Hacker News new | ask | show | jobs
by lmkg 2456 days ago
The variable for Country should have been treated as a categorical variable, but was instead processed as a numeric variable.

This mistake would be downright trivial to make in R. Just declare that Country is a Factor (which is the built-in type for categorical variables), and then throw the data into a library whose attitude towards errors is to coerce everything to numbers until the warnings go away.

Background: Factors in R are the idiomatic way to work with categorical data, and they work somewhat like C-style enums except the variants come from the data rather than a declaration. So if you take a column of strings in a data frame and cast it to a Factor, it will generate a mapping where the first distinct value is coded as 1, the second distinct value is coded as 2, etc. Then it replaces the strings with their integer equivalents, and saves the mapping off to the side.
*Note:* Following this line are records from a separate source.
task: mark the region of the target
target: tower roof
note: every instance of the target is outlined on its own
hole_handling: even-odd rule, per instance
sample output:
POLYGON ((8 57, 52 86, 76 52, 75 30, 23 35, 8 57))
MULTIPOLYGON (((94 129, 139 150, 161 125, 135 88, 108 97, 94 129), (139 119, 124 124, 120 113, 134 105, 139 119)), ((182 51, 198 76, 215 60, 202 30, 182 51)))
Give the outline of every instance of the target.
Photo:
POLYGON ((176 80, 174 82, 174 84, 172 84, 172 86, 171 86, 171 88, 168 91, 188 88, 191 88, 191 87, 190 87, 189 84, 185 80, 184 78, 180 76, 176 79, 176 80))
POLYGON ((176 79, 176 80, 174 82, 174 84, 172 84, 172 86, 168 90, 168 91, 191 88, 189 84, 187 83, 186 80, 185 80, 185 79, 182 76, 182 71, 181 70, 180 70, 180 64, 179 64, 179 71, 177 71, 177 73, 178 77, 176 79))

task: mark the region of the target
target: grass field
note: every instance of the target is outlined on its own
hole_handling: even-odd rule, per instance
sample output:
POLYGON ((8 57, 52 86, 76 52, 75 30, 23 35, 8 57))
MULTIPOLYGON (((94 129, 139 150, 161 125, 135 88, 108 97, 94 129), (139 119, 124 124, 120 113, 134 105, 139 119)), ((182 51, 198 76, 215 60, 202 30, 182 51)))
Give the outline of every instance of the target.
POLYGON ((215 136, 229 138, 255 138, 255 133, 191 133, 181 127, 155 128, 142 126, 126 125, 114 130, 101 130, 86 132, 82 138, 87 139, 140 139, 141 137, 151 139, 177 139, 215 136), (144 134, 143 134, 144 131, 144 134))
I forget the exact rules (if there are rules, R is a bit lawless), but it's not very hard to peek under the hood at the underlying numeric representation. Many built-in operations "know" that Factors are different (e.g. regressing against a Factor will create dummy variables for each variant), but it's up to each library author how 'clever' they want to be.

2 comments

This makes the most sense to me. I don't work in the dataframes world but without this explanation it seemed like someone would have to go out of their way to make that error.
Right then...

...strong typing: for or against?

(To be fair even strong typing won't save you if you don't use it. But fuuuuuk, what an error. I noted that paper mentally and would have quoted from it)

Yup, I'm all for extremely strong typing. In 40 years of writing code I can't say I've ever had any real trouble with strong typing other than when dealing with libraries that reinvent wheels. Weak typing, though--nuke it from orbit.